Le tout devient un exercice de répétition pure, sans enjeu, sans rythme, sans variation. Même les tentatives d’infiltration ou d’ambiances horrifiques sont avortées avant d’avoir commencé, tant le jeu semble refuser toute nuance dans ses intentions.
Dead Island 2 ne propose pas un gameplay nerveux, ni stratégique, ni intelligent. Il propose une boucle de démolition aussi bruyante que creuse, sur laquelle ont été plaquées des mécaniques superficielles, sans jamais que cela ne prenne.
ollywood en carton-pâte
Visuellement, Dead Island 2 commence par tromper son monde. La cinématique d’introduction, bardée d’explosions, de filtres lumineux et de ralentis stylisés, laisse entrevoir un jeu techniquement maîtrisé, voire clinquant. Un mirage. Une illusion. Car à peine le prologue passé, le vernis s’écaille violemment. Ce que Dambuster Studio montre dans les premières minutes, c’est tout ce que le jeu peut offrir — et c’est déjà trop ambitieux pour lui.
La direction artistique, pourtant pleine de potentiel, se perd dans des environnements qui peinent à exister au-delà de leur fonction de décor. Certes, les quartiers d’Hollywood, de Venice Beach ou de Beverly Hills offrent des variations de décors bienvenues, mais jamais ils ne donnent naissance à un monde crédible ou vivant. Tout semble figé, comme un parc à thème aux textures lisses, sans âme ni profondeur.

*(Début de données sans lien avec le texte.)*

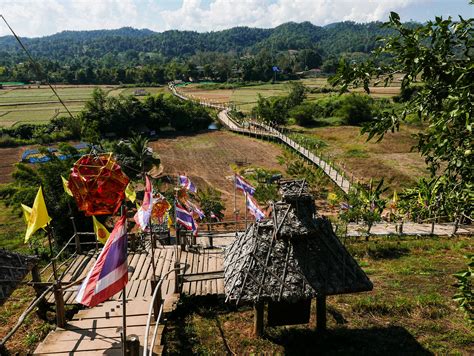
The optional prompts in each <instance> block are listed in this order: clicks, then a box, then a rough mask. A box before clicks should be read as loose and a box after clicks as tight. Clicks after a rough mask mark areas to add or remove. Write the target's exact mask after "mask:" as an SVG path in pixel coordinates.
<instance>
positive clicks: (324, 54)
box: [0, 22, 387, 65]
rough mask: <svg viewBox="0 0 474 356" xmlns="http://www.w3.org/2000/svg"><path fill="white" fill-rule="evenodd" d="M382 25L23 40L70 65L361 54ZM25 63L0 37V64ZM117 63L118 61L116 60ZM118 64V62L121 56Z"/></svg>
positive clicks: (382, 30)
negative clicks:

Et puis il y a la technique. Aucune trace de reflets dynamiques, pas même dans les miroirs. Des animations datées, parfois grotesques, que ce soit sur les zombies, les PNJs ou le personnage joueur. Les textures sont molles, les ombres hasardeuses, et les effets de lumière artificiels, donnant à l’ensemble une patine plastique qui trahit constamment la génération de consoles visée.
Seul le gore est à la hauteur. Les démembrements, les impacts sanglants, les visages éclatés et les mâchoires pulvérisées bénéficient d’un soin certain. Mais ce choix de se concentrer exclusivement sur l’aspect viscéral trahit une philosophie de développement réductrice, presque caricaturale : tout pour le carnage, rien pour la cohérence. Le reste du jeu semble avoir été sacrifié sur l’autel du sang et de l’hémoglobine interactive.
Côté sonore, le constat est tout aussi déséquilibré. Les voix sont uniquement en anglais, sans aucune option de doublage en français. Un choix regrettable, surtout lorsque les sous-titres doivent être lus en pleine action — un défaut structurel pour un jeu aussi verbeux et visuellement chargé.
Les bruitages, eux, sont inégaux. Les coups portés sont lourds, violents, mais le mixage manque parfois de clarté, et certaines interactions environnementales souffrent d’une absence d’habillage sonore crédible. Quant à la musique, elle reste fonctionnelle, générique, incapable de soutenir ou sublimer les rares pics de tension.
Dead Island 2 est un jeu qui, visuellement comme auditivement, se contente du strict minimum — et parfois moins. Une vitrine de gore posée sur un moteur visiblement dépassé, qui n’arrive jamais à faire illusion plus de quelques minutes.